I assume from the popularity of mutt here that it must be good.  Over 
time, I have received the impression from various discussions here that 
it is possible to filter incoming mail to different folders and then 
read it with mutt.  I have restructured the folders in kmail so that 
they can be seen from mutt and have been experimenting reading them 
from mutt.  I am now getting doubts about the convenience of using 
mutt. 

THis is what I do with kmail.  The incoming mail picked up from the pop3 
server is filtered to topic or client folders and the presence of 
unread mail is visible from bold face titles.  It is then easy to read 
the unread mail, in the order of priority I feel appropriate, and 
ignoring folders with no new mail.  This still works even after 
eliminating nested folders (which are invisible in mutt whether mbox or 
maildir).

To compare with mutt, I have simply opened the ~/Mail directory in which 
the folders are, and tried to read new mail.  Unread mail is not 
identified by default, so I went through a handful of the 70-odd 
folders and marked some recent mail as unread.  Then I tried to find it 
again.  The read next unread instruction in mutt appears to only 
operate inside a folder.  The folders containing unread mail are not 
flagged in any way.  I can only find the 'unread' mail by opening every 
folder (c then ? then scroll to the next folder and press enter -- not 
very simple) and looking for entries marked N.  

I'm baffled.  If so many d-u members use it there must be a simpler 
strategy other than reading all mail in the inbox and manually sorting 
it to folders _after_ reading.  

Even supposing I eventually manage to set up spam filters to cut out the 
150-200 spam messages each day, I would prefer to deal quickly with the 
categories I see as important and to be able to defer the less urgent 
ones when I feel like it.  And in kmail, all I need to do to check the 
spam is to open the spam folder and scan the 'subject' and 'from' 
columns - move any misfiltered items (very rare) and delete everything 
else unopened.  In mutt it seems that I would need to c-?-scroll-enter 
to the spam folder, then mark each message for deletion.  
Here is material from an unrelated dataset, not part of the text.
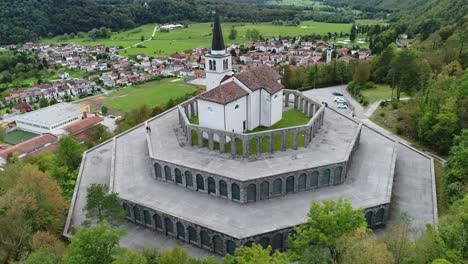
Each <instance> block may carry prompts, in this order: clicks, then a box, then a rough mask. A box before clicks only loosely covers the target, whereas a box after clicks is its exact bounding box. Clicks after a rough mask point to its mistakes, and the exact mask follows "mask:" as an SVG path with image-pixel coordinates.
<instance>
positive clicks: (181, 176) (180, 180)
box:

And then, I have found no method to get back to the mail spool file that 
is displayed by default at opening, other than laboriously stepping 
back through the directory tree from the ~/Mail directory, or typing 
the spooldirectory by hand, or closing the application and reopening 
it.

This isn't intended to be a rant.  I just want to know how mutt can get 
near to the convenience of a gui mail client like kmail.